Skynet : Connecting the surveillance dots

So remember how the Cons withdrew their just-tabled internet surveillance bill, the Lawful Access Act, on Feb 14 and replaced it an hour and 15 minutes later with the identical but renamed Protecting Children from Internet Predators Act, a bill which mentions neither children nor predators?

Coincidentally, the US Protecting Children from Internet Pornographers Act of 2011 – sponsored by Texas teabaggin’ Rep. Lamar Smith who also sponsored the Stop Online Piracy Act, another internet spying bill – has 39 co-sponsors and is heading off to the US House of Representatives for debate.

Good thing ours has that difference in the title, the better to provide for Canadian independence and sovereignty.

Theirs:

House Panel Votes to Require ISPs to Keep Customer Records

“The Protecting Children From Internet Pornographers Act would require ISPs to retain all customer IP addresses [for 12 months, amended down from 18] so that law enforcement agents can use the information to investigate online child pornography. Law enforcement agents would gain access to the IP information with subpoenas they issue, not court-ordered warrants.”

Hey, ours does that too!

Michael Geist yesterday:

Toews has not talked about a provision in Bill C-30 that creates a voluntary warrantless system that would allow police to ask for the content of emails or web surfing habits and allow ISPs to comply with the request without fear of liability.

Hey, Section 6 of theirs does that too!
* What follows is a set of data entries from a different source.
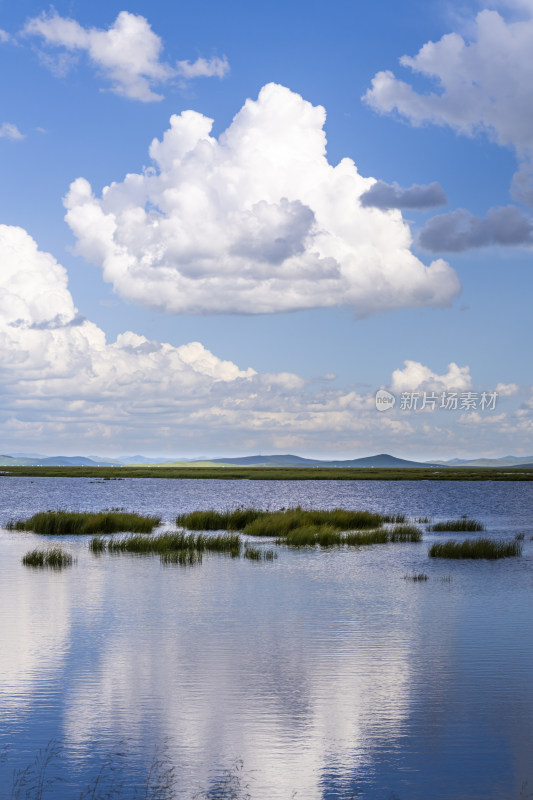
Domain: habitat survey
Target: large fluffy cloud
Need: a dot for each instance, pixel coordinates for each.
(47, 350)
(63, 386)
(128, 53)
(255, 221)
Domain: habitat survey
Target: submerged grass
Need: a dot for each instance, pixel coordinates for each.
(54, 557)
(457, 525)
(476, 548)
(68, 523)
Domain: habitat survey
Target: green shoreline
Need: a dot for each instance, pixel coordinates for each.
(278, 473)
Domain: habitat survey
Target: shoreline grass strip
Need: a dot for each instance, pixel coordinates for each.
(69, 523)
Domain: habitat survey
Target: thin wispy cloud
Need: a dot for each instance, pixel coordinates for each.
(128, 54)
(385, 195)
(10, 131)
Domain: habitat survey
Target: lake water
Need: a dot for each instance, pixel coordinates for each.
(323, 673)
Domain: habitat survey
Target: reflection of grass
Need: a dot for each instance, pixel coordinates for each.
(54, 557)
(476, 548)
(70, 523)
(456, 525)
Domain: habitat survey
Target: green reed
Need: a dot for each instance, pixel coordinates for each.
(54, 557)
(476, 548)
(68, 523)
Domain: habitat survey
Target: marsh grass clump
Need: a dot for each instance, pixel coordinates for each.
(68, 523)
(328, 536)
(405, 533)
(211, 520)
(183, 557)
(476, 548)
(395, 518)
(54, 557)
(281, 523)
(463, 524)
(97, 544)
(175, 542)
(362, 538)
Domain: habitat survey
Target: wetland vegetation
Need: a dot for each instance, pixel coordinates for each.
(464, 525)
(69, 523)
(54, 557)
(281, 473)
(476, 548)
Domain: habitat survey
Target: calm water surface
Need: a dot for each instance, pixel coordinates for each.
(325, 672)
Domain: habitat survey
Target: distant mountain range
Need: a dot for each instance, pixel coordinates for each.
(382, 460)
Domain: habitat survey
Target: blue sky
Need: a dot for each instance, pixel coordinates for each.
(303, 296)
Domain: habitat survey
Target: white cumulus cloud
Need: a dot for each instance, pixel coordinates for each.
(128, 53)
(203, 68)
(10, 131)
(485, 84)
(47, 348)
(256, 221)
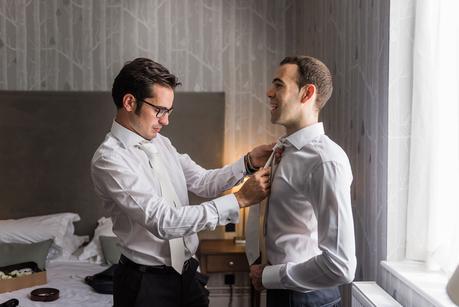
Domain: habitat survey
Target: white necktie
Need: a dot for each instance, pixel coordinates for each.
(254, 233)
(177, 246)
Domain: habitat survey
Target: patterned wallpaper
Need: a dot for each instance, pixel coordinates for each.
(352, 37)
(224, 45)
(212, 45)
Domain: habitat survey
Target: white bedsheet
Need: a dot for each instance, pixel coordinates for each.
(68, 277)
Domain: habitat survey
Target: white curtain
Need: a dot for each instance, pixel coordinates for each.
(433, 196)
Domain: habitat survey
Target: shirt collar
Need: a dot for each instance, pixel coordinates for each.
(126, 136)
(305, 135)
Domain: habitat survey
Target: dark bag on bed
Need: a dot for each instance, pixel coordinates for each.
(102, 282)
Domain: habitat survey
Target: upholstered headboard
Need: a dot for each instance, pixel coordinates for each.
(48, 139)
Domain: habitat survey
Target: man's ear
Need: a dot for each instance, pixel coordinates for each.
(129, 103)
(307, 92)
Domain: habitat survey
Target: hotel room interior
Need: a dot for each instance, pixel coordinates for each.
(394, 111)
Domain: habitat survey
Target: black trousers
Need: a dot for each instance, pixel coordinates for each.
(144, 286)
(330, 297)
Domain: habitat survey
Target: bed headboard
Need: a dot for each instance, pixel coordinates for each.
(48, 139)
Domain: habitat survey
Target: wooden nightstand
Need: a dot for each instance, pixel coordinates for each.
(223, 256)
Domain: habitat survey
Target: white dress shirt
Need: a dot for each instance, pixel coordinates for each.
(310, 234)
(142, 218)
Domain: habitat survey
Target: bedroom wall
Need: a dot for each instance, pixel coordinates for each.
(217, 45)
(231, 46)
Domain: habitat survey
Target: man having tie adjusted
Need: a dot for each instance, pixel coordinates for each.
(307, 240)
(144, 182)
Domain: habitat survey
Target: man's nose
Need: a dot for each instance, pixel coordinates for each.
(270, 92)
(164, 120)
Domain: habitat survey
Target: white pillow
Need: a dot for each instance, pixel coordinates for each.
(58, 227)
(93, 251)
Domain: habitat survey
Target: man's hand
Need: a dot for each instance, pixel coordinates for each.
(255, 189)
(256, 273)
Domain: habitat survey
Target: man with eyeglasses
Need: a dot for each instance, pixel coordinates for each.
(144, 181)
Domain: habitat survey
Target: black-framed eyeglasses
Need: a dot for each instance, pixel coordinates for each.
(160, 111)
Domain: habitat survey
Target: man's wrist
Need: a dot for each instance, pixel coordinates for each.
(249, 164)
(242, 201)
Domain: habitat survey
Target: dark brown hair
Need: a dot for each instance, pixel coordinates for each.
(136, 78)
(313, 71)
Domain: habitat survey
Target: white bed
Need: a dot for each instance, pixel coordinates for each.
(68, 277)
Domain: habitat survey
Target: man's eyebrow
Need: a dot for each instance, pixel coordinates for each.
(278, 80)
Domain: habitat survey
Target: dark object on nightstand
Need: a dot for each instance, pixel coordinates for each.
(44, 294)
(10, 303)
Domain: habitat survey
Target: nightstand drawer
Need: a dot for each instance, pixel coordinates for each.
(227, 263)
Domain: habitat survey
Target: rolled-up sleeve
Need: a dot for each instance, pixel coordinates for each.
(116, 182)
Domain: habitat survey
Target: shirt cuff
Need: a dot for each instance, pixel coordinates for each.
(228, 209)
(271, 277)
(238, 169)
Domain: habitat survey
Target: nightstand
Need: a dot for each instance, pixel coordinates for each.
(223, 256)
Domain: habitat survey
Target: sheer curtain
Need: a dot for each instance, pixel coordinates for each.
(433, 196)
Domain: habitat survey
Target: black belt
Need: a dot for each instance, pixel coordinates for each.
(158, 269)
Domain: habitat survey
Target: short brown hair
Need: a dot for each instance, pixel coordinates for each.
(313, 71)
(136, 78)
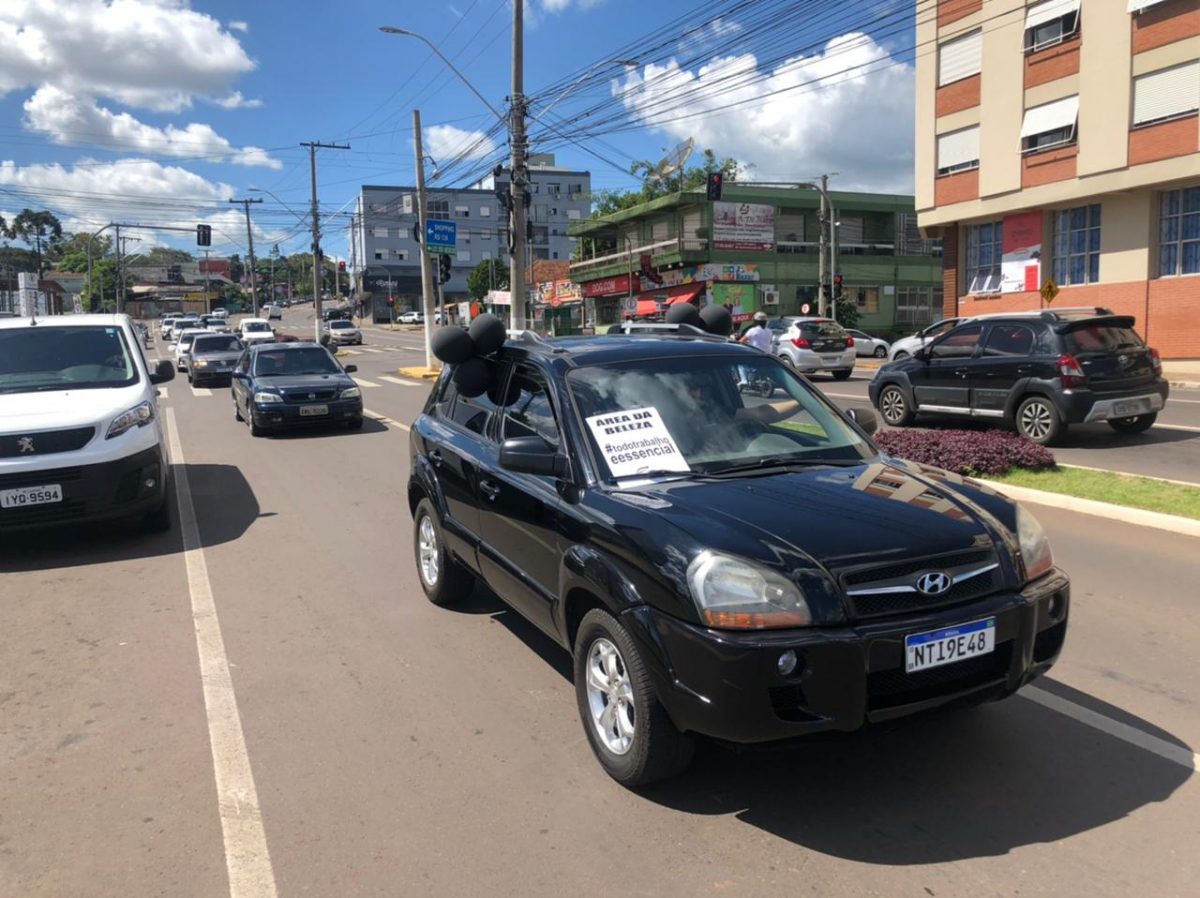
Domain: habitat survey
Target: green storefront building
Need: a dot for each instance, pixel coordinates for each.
(757, 249)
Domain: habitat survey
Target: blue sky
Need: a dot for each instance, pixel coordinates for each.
(155, 109)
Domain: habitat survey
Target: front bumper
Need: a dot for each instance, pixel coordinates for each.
(90, 492)
(727, 684)
(287, 414)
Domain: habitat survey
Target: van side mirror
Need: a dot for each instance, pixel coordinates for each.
(532, 455)
(163, 371)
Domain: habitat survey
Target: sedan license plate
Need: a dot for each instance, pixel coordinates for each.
(937, 647)
(1129, 407)
(31, 496)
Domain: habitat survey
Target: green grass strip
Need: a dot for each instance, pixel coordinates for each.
(1117, 489)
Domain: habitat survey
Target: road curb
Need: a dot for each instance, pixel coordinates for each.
(1138, 516)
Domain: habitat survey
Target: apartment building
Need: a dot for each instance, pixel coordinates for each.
(1059, 141)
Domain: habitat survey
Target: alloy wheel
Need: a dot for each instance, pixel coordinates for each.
(610, 696)
(427, 551)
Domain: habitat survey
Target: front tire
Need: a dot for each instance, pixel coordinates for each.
(445, 581)
(1038, 420)
(894, 407)
(628, 729)
(1134, 425)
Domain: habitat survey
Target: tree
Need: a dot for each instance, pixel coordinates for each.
(489, 274)
(40, 229)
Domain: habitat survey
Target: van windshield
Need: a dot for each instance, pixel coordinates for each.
(48, 358)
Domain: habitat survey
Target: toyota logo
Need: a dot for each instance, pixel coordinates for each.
(934, 584)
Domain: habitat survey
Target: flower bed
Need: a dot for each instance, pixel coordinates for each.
(966, 452)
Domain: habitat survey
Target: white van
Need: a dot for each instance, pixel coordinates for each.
(81, 438)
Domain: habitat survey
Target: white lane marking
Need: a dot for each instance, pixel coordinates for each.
(1179, 754)
(247, 860)
(384, 419)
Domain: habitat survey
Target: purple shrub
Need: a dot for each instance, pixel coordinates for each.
(965, 452)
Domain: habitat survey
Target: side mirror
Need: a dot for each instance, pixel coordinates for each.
(864, 417)
(163, 371)
(532, 455)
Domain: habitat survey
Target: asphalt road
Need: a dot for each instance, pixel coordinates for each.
(402, 749)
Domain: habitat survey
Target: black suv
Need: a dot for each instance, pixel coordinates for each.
(720, 564)
(1037, 371)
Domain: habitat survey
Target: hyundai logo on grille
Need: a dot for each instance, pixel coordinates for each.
(934, 584)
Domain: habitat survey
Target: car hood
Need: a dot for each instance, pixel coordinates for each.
(835, 516)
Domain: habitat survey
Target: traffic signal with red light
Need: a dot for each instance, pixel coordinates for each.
(715, 179)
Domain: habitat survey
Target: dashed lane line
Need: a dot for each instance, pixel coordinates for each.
(247, 860)
(384, 419)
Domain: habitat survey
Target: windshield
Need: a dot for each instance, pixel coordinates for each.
(719, 414)
(312, 360)
(49, 358)
(207, 345)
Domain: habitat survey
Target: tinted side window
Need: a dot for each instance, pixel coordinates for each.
(529, 412)
(1009, 340)
(959, 345)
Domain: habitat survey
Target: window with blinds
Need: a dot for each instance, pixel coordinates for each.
(959, 58)
(1167, 94)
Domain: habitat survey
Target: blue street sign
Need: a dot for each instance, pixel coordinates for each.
(441, 237)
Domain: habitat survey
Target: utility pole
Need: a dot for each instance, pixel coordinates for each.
(517, 181)
(426, 262)
(313, 145)
(250, 240)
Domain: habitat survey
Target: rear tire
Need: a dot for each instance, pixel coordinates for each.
(1038, 420)
(627, 726)
(894, 407)
(444, 580)
(1140, 424)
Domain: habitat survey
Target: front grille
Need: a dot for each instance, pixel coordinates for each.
(898, 603)
(892, 688)
(40, 478)
(45, 442)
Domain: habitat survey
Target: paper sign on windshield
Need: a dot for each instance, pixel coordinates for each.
(635, 442)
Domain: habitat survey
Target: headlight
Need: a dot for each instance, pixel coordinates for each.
(137, 417)
(1035, 546)
(738, 596)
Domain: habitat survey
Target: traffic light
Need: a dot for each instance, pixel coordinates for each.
(715, 179)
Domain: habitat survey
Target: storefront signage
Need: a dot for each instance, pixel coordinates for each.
(1020, 267)
(744, 227)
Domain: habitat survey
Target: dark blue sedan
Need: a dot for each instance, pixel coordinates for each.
(279, 385)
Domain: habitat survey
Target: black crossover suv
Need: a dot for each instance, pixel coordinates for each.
(1036, 371)
(720, 564)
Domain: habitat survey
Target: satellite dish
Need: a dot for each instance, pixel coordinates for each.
(676, 160)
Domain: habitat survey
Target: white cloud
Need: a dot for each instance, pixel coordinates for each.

As does SOPA.

So who else is looking to spy on us online?

From the Whitehouse National Northern Border Counternarcotics Strategy, January 2012 , pages 33-34:

“It is imperative that Canada and the United States work together to expedite the sharing of information from electronic communication service providers; and share information necessary to lay the foundation for intercepting internet and voice communications under their respective laws in a timely manner.”

Meanwhile, across the pond, the UK isn’t hiding their internet spying bill behind any malarkey about protecting children. Same basic mo though :

UK government to demand access to all phone and internet user data

“The British government is in the process of developing a scheme whereby all phone companies and broadband internet providers will be required to store customer transaction data for a year and hand it over to security services upon request.”

Doesn’t seem like it much matters who these various government online spying bills are purported to target – pornographers, copyright infringers, drug traffickers, drugbiz mirror sites, terrorists – or who they are supposed to protect – children, Hollywood, the recording industry, drug companies, the public at large. They’ll just keep reframing and renaming those suckers until one of them sticks – a law we can’t access the inner workings of that entrenches their access to our private info while simultaneously throttling the free flow of shared info out here.

In opposing the US pornography bill, Rep. John Conyers said:

“This is not protecting children from internet pornography. It’s creating a database for everybody in this country with a lot of other purposes.”

Democrat Rep. Zoe Lofgren proposed an amendment to rename it the Keep Every Americans’ Digital Data for Submission to the Federal Government Without a Warrant Act but sadly this did not accrue the required votes. Unlikely such a further name change would succeed here either, even with a one-word title change.